O resultado das eleições municipais no Brasil e a recente vitória de Donald Trump têm levado muitos analistas a declarar uma guinada do eleitor rumo à direita e uma derrocada dos partidos de esquerda. Engana-se, contudo, quem pensa que a população se comove com algum lado do espectro ideológico. Ao defenderem mais gastos do governo sem critérios claros, grupos à esquerda invariavelmente falham por não atentar para a efetividade nem para o custo social de suas propostas. Agora os novos governos mais à direita terão de mostrar que reformas e controle de gastos serão compatíveis com melhorias de bem-estar social. Caso contrário, perderão apoio e abrirão espaço, no futuro, para novas contestações da esquerda. Um pêndulo interminável, cujo vaivém nos impede de mirar o que realmente importa: melhorar a vida das pessoas.
Bons projetos não têm ideologia, tampouco se apegam a correntes teóricas. Bons projetos geram impacto efetivo. Os governos que querem realmente fazer diferença devem começar perguntando: quais as reais necessidades da população-alvo? Como reduzir suas vulnerabilidades garantindo ao mesmo tempo eficiência no uso dos recursos aplicados? As suas propostas são respaldadas por análises que efetivamente comprovam melhorias? Embora tudo isso pareça óbvio, convido o leitor, se puder, a contatar o político que ajudou a eleger e checar se ele tem respostas objetivas a essas perguntas.

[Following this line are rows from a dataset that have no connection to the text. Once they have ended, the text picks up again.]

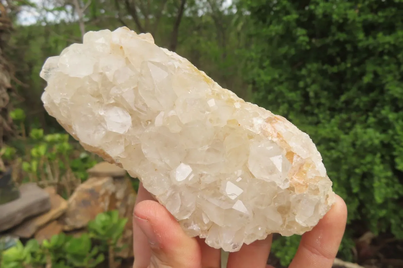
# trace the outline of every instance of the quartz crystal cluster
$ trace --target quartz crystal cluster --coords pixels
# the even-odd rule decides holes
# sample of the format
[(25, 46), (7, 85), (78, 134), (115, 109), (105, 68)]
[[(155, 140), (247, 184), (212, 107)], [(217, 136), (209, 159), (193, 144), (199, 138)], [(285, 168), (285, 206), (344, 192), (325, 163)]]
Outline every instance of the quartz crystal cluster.
[(47, 60), (42, 100), (89, 151), (126, 170), (189, 236), (229, 251), (310, 230), (334, 201), (320, 154), (287, 119), (126, 27)]

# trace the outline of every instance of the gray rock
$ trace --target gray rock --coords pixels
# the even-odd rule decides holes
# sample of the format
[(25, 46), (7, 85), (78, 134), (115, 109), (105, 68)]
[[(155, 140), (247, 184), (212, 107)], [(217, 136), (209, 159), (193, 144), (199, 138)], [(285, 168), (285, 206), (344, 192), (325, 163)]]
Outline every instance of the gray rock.
[(0, 205), (0, 231), (10, 229), (26, 219), (50, 210), (49, 194), (36, 184), (23, 184), (19, 190), (19, 198)]

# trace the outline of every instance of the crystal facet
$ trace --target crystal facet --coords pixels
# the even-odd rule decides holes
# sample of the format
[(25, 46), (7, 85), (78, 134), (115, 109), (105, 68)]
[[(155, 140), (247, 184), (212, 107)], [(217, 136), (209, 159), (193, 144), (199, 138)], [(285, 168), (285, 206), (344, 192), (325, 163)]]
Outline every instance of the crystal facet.
[(150, 34), (89, 32), (48, 59), (41, 76), (50, 115), (211, 247), (234, 251), (271, 233), (301, 234), (334, 202), (307, 134)]

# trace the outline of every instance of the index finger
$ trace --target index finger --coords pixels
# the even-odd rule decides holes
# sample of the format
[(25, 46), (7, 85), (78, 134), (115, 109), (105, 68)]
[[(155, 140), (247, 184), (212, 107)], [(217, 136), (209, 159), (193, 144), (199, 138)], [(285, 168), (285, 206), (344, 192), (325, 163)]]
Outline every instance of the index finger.
[(289, 268), (331, 268), (344, 234), (347, 207), (341, 197), (318, 225), (302, 236)]
[[(144, 200), (154, 200), (151, 194), (149, 193), (140, 183), (139, 186), (139, 191), (136, 198), (135, 206), (141, 201)], [(133, 215), (134, 217), (134, 215)], [(133, 220), (133, 251), (134, 255), (135, 267), (145, 268), (150, 265), (151, 258), (151, 249), (148, 243), (148, 239), (145, 235), (143, 233), (137, 223), (136, 221)]]

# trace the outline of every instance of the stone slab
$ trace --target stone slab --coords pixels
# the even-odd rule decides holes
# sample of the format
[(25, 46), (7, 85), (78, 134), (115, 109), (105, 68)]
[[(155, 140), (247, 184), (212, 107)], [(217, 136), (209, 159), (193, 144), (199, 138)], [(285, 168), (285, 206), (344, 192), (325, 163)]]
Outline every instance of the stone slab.
[(15, 227), (24, 220), (50, 209), (49, 193), (36, 184), (23, 184), (19, 190), (19, 198), (0, 205), (0, 231)]
[(124, 177), (126, 170), (114, 164), (101, 162), (87, 171), (90, 177)]
[(54, 220), (39, 229), (35, 234), (35, 239), (42, 243), (45, 239), (49, 240), (54, 235), (60, 233), (62, 230), (63, 225), (57, 220)]
[(39, 216), (25, 221), (15, 228), (11, 233), (21, 238), (31, 237), (40, 227), (62, 216), (67, 210), (67, 201), (57, 194), (54, 187), (44, 189), (50, 196), (50, 210)]

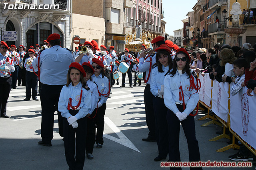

Considere três exemplos de projetos com impacto comprovado, incluídos em uma pesquisa que nós, do Insper, fizemos em parceria com o Accenture Institute for High Performance. O Poupatempo, iniciado no estado de São Paulo em 1997, centralizou em um único local a emissão de documentos e reduziu o tradicional papel dos despachantes. Um estudo de impacto verificou que, ao longo de cinco anos, a população atendida poupou 162 milhões de minutos com esse novo processo, o que corresponde — já que tempo é dinheiro — a um valor estimado de 53 milhões de reais. Ainda no mesmo estado, no município de Osasco, um programa da prefeitura iniciado em 2005 estabeleceu títulos de propriedade de terrenos para moradores de favelas. Segundo outro estudo, a iniciativa permitiu a eles devotar mais tempo ao trabalho remunerado fora de casa, provavelmente porque sentiram que os seus bens pessoais ficaram mais seguros e regularizados. Finalmente, na cidade de Sobral, no Ceará, foi implantado em 2000 um dos mais impressionantes projetos de gestão educacional. A partir de um grande número de iniciativas, que envolvem metas de desempenho, treinamento dos professores e redesenho dos processos pedagógicos, Sobral conseguiu avançar da lanterna para o topo nos rankings nacionais de educação, de forma muito mais acelerada e efetiva que muitas outras cidades e estados.
Além de não terem ideologia, bons projetos também não têm partido. O Poupatempo foi implantado e gerido pelo PSDB; o projeto de Osasco, pelo PT; e Sobral tem sido gerida por uma sequência de partidos: PSDB, PPS, PSB e PT. Também não têm preconceito contra gestão pública, privada ou qualquer outra coisa no meio. Normalmente envolvem uma ampla interação entre as populações afetadas, governos locais e organizações privadas. É só querer fazer, com muita clareza nos objetivos, foco em reais necessidades e alinhamento de toda a máquina gestora para resultados. Nessa linha, alguns governos vêm remunerando os funcionários envolvidos com bônus atrelado ao impacto dessas iniciativas. Outros passaram a condicionar pagamentos a terceiros com base em indicadores sociais e metas de execução contratual. Uma inovação ainda mais recente são os chamados contratos de impacto social, que canalizam recursos de investidores para apoiar projetos voltados a populações vulneráveis. Esses investidores só recebem retorno do seu capital investido se as metas sociais forem atingidas, validadas por estudos independentes.
Impulsionando essa tendência, caberá a nós, eleitores, fazer o mesmo: repelir discursos calculados em ideologia e premiar nas urnas propostas que, com fatos e números, tenham grande chance de gerar real impacto na vida dos cidadãos.
Fonte: “Veja”, 21 de novembro de 2016.